The power of judicial review of ordinances was again in question in the case of Krishna Kumar Singh v. State of Bihar in 1998, in this case, the Supreme Court struck down many ordinances stating that no particular basis for the exercise of the Ordinance making power of the President had been shown. It also stated: “There was also no explanation offered for promulgating one ordinance upon another”.

Though the sheer profligacy in ordinance making power of the President had compelled the Apex Court to perform some judicial review, there is still no clarity on the nature and extent of the judicial review of the court over the ordinances made by the President or the Governor.[14]

IV. Conclusion

The only conclusion is that An ordinance is described as a legislative power of the President; however, it is issued on the advice of the council of ministers and is hence considered to be a law made by the executive. The aid and advice of the Ministers is mandatory while exercising the executive power of the President, and any such act without the advice of the Council of the Ministers shall be unconstitutional as being violative of Article 74(1).[15]

The satisfaction of the president is actually the satisfaction of the council of the minister and the “satisfaction” of a President or a Governor must be based on such facts and circumstances which show “objectivity even in subjectivity.”

To make sure that the power isn’t misused by the ones who bear it, the Supreme Court limited the government’s power to issue ordinances. The sanctity of the Constitution rests on the fact that there be a never-ending tussle amongst the three branches of the government, so that the bird of democracy may sing its beautiful song all day.


[1] Sonali Chauhan is a 2nd year student of B.A. LL.B., MDU CPAS, Gurugram, Haryana.

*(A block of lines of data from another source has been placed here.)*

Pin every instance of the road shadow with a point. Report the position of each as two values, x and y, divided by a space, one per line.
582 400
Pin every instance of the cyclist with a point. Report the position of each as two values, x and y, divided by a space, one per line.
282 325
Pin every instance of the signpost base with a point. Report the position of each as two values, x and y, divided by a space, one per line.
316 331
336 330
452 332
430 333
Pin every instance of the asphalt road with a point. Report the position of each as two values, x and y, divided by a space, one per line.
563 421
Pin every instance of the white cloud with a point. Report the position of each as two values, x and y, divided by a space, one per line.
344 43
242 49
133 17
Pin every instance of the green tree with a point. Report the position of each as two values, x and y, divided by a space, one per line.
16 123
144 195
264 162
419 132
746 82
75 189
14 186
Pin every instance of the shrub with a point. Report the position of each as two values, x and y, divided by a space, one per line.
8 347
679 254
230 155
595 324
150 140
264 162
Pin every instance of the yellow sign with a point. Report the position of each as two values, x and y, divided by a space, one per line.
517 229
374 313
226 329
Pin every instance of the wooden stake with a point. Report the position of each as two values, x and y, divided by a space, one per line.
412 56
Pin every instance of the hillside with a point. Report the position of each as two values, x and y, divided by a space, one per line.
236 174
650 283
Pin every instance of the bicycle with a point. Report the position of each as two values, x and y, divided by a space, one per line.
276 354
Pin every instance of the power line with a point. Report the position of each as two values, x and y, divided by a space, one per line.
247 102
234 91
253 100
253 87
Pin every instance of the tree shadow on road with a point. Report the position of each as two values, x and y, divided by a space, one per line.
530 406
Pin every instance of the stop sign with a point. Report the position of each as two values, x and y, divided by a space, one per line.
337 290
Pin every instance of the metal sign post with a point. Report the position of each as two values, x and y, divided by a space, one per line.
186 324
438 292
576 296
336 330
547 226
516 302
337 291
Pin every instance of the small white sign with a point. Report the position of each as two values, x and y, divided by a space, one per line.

Email:Sonalichauhan99@gmail.com

[2] Constitution of India, 1950

[3] Constituent Assembly Debates, Vol. VIII; p. 719

[4] Constituent Assembly Debates, Vol. VIII, p. 213-217

[5] See M.P Jain, supra note 12, at 153.

[6] See M.P Jain, supra note 12, at 154.

[7] Constituent Assembly Debates, Vol. VII, p. 1142

[8] Ram Jawaya v. State of Punjab, AIR 1955 SC 549

[9] U.N. Rao v. Indira Gandhi, AIR 1971 SC 1002

[10] Shamsher Singh v. State of Punjab, AIR 1974 SC 2192.

[11] A.K. Roy v. Union of India AIR 1982 SC 724

[12] Supra note 11; pg 710, 720

[13] D.C. Wadhwa v. State of Bihar AIR 1987 SC 579; p. 588-590

[14] MP Jain, Indian Constitution Law Vol I 206-207 (Wadhwa 5 th ed. 2003) (1962).

[15] Durga Das Basu, Commentary on the Constitution of India 5509 (Wadhwa 8 th ed. 2007) (1950).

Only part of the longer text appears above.